For 65 years, generations of Wawa people fought for a better society for their people, anchored on social justice, liberty for all, and equal access to social and economic resources of the land. Some of them died in the struggle, some went to prison, while some others were kicked out from their various governmental positions. Still, many of the people remained resolute, and refused to surrender. They fought ferociously until August 27, 1991, when Enugu State was created. The people heaved a sigh of relief, and very many of them believed it to be the end of their suffering: the realization of the Wawa Dream.
Looking back, however, 31 years after the creation of Enugu State, what has really changed? Has the quality of life of the average Wawa man improved more than it was before the creation of the state? Does the Wawa man now has better access to education, social and infrastructural facilities, than he had under the old system?

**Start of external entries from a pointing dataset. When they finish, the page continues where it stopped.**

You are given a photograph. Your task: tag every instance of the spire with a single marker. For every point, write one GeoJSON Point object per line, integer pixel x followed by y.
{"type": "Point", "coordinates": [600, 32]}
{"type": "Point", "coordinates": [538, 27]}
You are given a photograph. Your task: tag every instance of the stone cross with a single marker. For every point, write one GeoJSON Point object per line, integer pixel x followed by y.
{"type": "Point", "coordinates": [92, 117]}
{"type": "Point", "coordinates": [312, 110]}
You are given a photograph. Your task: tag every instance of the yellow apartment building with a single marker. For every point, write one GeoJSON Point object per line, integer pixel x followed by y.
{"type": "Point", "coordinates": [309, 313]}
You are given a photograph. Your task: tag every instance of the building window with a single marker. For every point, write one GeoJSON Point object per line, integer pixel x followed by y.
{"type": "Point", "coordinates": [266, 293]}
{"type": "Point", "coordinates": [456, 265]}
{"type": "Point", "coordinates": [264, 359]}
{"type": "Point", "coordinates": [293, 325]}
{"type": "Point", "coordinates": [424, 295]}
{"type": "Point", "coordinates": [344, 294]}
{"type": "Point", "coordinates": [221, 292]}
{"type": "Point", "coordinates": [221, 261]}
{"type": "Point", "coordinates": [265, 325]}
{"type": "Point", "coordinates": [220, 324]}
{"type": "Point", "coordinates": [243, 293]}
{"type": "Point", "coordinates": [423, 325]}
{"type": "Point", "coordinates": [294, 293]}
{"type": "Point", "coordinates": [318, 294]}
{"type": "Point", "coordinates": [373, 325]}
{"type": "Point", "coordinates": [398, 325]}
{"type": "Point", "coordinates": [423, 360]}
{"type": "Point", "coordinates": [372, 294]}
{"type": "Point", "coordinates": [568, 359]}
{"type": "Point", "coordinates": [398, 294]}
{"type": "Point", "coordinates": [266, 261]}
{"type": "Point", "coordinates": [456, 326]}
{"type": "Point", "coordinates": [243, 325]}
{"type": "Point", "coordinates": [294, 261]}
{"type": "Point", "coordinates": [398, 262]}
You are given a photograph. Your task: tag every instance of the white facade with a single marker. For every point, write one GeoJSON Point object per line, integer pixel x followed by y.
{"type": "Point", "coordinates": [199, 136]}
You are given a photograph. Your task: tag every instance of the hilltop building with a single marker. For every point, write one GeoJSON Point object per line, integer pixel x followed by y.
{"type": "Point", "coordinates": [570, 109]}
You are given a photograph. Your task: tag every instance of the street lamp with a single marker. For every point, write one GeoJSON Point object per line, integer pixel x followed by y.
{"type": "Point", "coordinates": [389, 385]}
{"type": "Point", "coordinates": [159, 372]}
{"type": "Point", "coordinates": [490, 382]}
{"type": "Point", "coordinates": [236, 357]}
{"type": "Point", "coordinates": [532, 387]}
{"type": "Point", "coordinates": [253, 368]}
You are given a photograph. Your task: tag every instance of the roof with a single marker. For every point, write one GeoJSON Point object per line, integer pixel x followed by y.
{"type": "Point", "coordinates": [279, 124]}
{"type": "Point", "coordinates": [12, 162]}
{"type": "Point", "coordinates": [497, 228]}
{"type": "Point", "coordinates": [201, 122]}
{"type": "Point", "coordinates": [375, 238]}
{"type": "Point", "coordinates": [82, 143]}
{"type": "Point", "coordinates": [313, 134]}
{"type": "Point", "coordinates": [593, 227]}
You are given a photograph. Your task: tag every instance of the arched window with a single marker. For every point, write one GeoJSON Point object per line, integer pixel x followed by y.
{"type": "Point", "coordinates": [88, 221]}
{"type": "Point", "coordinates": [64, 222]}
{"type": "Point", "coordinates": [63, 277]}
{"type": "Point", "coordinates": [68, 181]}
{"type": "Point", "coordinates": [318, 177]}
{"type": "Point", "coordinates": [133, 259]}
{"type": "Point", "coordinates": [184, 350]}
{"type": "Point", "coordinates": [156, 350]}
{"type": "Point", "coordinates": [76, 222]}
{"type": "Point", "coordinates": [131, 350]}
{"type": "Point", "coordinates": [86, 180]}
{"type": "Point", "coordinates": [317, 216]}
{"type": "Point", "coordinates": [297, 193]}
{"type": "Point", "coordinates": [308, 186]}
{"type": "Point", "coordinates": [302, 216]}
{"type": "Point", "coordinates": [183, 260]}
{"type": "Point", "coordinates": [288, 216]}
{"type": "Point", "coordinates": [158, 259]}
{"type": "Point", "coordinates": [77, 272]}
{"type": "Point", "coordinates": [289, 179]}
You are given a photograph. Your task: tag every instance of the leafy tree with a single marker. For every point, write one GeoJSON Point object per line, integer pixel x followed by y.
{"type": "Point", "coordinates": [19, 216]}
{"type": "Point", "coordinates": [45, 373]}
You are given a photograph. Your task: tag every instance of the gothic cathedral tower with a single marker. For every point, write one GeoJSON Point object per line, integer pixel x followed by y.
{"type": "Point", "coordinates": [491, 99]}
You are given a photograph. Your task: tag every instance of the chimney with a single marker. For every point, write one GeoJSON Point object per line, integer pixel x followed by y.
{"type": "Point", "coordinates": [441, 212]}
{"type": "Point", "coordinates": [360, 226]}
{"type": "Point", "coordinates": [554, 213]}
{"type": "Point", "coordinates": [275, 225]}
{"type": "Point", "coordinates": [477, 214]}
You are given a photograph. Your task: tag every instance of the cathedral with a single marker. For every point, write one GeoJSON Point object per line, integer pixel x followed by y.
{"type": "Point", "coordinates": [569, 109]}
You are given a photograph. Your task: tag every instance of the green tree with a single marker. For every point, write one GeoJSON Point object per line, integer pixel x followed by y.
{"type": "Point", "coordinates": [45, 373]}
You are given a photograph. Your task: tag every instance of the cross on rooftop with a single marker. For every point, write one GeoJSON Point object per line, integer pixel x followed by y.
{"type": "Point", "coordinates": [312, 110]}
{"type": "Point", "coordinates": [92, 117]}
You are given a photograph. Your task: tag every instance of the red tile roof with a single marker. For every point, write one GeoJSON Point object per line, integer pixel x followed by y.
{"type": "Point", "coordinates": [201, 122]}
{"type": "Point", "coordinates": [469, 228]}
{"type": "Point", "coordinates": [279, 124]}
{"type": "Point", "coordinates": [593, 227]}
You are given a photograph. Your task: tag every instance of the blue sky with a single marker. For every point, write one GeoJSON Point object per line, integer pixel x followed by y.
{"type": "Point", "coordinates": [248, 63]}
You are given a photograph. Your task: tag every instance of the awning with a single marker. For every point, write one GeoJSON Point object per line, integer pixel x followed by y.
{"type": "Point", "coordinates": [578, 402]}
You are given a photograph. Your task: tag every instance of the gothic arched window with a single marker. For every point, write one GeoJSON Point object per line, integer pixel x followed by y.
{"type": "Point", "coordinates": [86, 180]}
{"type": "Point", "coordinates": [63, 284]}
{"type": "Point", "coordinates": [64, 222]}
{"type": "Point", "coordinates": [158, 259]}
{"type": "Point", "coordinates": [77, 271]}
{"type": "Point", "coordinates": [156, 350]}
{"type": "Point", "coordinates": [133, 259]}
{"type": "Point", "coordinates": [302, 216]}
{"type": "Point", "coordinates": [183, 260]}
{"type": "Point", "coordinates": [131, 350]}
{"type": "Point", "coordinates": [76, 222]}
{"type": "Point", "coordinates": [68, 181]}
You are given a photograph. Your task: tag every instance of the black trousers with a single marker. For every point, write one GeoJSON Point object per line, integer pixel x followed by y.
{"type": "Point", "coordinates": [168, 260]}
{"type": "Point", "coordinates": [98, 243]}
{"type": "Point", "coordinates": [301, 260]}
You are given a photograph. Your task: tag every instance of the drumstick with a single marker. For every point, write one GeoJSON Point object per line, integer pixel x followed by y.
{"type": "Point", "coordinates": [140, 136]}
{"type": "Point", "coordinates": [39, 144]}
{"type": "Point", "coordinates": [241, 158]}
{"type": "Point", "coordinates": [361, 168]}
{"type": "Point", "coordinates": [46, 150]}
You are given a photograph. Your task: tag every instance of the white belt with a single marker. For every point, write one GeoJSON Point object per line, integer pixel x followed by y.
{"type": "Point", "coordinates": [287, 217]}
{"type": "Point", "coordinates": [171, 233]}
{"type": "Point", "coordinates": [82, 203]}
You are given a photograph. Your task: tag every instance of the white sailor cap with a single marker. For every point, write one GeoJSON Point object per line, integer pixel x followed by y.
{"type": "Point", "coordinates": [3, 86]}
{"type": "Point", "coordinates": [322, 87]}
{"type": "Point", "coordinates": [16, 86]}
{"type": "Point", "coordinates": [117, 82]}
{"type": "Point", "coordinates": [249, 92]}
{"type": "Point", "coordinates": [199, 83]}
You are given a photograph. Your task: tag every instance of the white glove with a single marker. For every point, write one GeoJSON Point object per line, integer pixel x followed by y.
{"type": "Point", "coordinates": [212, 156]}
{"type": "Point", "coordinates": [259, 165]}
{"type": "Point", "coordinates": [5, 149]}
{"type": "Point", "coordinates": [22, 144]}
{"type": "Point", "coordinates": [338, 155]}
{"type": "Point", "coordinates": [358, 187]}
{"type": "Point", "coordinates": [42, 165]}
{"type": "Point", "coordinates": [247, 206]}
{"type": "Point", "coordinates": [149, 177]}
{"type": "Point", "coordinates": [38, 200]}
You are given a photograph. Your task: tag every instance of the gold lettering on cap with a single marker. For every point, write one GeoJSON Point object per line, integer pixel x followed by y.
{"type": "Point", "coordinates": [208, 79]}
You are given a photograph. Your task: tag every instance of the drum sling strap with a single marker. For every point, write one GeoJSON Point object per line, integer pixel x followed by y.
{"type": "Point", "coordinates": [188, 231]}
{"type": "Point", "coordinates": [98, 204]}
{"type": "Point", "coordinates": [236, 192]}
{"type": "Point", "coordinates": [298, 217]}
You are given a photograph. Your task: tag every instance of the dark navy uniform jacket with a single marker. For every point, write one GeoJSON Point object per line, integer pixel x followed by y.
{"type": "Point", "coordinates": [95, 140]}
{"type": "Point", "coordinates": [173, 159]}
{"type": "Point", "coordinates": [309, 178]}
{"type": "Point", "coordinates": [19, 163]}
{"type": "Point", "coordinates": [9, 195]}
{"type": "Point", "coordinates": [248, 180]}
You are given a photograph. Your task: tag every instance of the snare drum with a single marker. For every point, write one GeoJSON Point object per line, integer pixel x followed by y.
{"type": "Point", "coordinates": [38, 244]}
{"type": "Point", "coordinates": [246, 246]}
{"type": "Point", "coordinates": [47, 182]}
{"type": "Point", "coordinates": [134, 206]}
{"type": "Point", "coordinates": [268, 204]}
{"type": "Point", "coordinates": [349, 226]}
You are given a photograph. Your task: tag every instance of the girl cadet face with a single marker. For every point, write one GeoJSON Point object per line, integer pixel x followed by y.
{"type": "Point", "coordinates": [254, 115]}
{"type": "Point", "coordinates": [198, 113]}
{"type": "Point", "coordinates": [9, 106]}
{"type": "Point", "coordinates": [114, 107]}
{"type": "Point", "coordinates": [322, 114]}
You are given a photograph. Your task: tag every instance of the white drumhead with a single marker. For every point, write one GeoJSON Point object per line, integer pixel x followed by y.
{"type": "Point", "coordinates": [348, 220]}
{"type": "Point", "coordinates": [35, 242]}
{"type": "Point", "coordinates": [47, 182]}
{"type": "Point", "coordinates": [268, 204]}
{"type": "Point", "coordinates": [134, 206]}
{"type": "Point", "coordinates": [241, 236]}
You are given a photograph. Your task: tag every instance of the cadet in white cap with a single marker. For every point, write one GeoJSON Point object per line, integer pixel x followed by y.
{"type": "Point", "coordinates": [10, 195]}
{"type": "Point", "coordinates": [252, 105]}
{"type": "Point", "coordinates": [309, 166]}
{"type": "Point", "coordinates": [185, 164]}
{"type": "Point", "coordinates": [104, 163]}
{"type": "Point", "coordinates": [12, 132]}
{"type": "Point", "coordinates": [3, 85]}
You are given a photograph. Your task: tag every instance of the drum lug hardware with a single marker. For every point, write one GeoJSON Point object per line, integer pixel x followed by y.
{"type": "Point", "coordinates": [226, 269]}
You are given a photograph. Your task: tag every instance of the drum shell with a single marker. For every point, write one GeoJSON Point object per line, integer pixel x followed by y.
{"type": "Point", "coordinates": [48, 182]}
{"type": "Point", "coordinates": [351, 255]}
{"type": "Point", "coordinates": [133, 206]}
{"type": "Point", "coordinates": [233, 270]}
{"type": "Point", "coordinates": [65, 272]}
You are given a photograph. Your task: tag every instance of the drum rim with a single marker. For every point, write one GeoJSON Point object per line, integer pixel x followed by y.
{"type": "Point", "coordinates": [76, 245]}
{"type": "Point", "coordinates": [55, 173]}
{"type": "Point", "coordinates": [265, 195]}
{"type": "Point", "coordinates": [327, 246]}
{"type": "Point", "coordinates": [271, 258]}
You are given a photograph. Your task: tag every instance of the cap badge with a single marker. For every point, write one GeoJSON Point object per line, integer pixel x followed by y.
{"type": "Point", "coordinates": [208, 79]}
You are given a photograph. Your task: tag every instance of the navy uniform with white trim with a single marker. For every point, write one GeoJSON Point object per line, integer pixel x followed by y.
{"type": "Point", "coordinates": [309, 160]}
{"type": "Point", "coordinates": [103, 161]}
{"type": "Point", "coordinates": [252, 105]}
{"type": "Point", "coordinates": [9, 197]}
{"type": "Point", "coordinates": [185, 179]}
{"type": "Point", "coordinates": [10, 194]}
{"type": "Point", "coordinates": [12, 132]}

What about equal participation in governance, and the attitude of those in government, in relation to ordinary citizens? How about corruption in public offices, services to ordinary citizens by those in government offices, etc? What have we really gained by having a new state of our own?
In the same vein, are the Wawa people now more united than they were when they were fighting for the creation of Enugu State? Do the people now believe, or have more confidence in their government than before the creation of Enugu State? These are some of the questions begging for answers.
Out there, a lot of things are on the negative trend. All the public primary schools in the state have been under lock and key for the past one month, because teachers in these schools have not been paid the N30,000 national minimum wage approved over two years ago, and nobody is doing anything. While we celebrate one or two individuals who made mark at the West African Examination Council, we left out the foundation level of education, the primary school level, largely unattended to.
Those who served Enugu State meritoriously and hung their boots, the retired civil servants, have been abandoned, forgotten, and their pensions and gratuities unattended to. The youths who we say are the leaders of tomorrow have been ignored, no work, and their future mortgaged. They roam the streets without aim. Some of them are now into armed robbery, prostitution, yahoo yahoo, cultism, banditry, kidnapping, etc.
Productivity is very low in Enugu State. All the state government owned industrial and commercial establishments are in comatose, dead. None of them is working. Agriculture has been abandoned. Every month, we travel to Abuja, cap in hand, to beg for federal allocation, without which we will not pay our civil servants and run the admnistration.
Virtually all the social and physical infrastructures in the state have collapsed – no road, no water, no electricity, no healthcare facilities, etc. There is hunger in the land, while poverty is spreading like wildfire. People are dying in droves, everyday.
Presently, there seems to be a very big gap between the Wawa Dream of our forefathers, and the reality currently on the ground. There seems to be a betrayal, a derailment from the path. So, instead of popping up champagne, making merriments, eating and drinking, rejoicing that Enugu State has clocked 31 years, there should have been introspection, inward thinking of what really had gone wrong, and how to fall into the track. But this is no longer for the present administration, which is already on its way out. It is for the incoming administration, the Obidient Movement.